Monsignor Georg Gaenswein, Benedict’s personal secretary who now heads Francis’ papal household, told a German paper that the new pope sought out his predecessor’s advice on an extensive interview in which he criticized the church’s obsession with “small-minded” rules on abortion, gay marriage and contraception.
Francis received a draft of the interview for vetting before it was published by La Civilta Cattolica. It’s unclear if Benedict provided suggestions on the draft or the final published copy, however.
Gaenswein said he was given a “first copy of the interview” with instructions to deliver to Benedict.

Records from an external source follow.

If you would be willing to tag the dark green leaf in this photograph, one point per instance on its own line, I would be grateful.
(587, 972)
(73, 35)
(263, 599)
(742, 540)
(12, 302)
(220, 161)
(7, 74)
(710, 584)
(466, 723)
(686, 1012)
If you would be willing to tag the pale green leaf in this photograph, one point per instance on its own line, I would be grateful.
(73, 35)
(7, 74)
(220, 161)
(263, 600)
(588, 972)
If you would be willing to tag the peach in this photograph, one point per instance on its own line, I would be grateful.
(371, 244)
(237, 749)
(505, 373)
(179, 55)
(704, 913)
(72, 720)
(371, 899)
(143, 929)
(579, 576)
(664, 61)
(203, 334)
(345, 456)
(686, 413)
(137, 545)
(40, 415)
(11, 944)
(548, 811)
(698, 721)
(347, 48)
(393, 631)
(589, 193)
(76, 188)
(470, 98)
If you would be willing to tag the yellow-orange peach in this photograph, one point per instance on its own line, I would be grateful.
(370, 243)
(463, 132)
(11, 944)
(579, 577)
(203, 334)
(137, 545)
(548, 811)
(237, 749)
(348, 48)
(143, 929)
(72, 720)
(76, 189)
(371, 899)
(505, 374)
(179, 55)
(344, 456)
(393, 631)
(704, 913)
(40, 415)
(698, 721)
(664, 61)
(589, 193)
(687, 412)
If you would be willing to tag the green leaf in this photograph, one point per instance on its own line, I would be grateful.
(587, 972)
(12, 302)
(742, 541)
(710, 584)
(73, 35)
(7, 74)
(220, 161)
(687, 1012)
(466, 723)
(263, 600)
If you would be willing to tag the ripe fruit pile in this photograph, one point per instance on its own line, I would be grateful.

“‘Bring this to Pope Benedict; you will see that the first page after the contents is empty,” he said, according to the Associated Press. “Pope Benedict should write there everything that he has in the way of critiques when he has read it and give it back to me.'”
“Three days later, he said to me, ‘I have four pages here … in a letter, and please give this letter to Pope Francis,'” Gaenswein recalled of Benedict. “He did his homework — he read it and, in accordance with his successor’s request, he did indeed offer some thoughts and some remarks on certain comments or certain questions on which he thought something additional could perhaps be said in another place.”
“Of course I won’t say what, but that was interesting,” he added.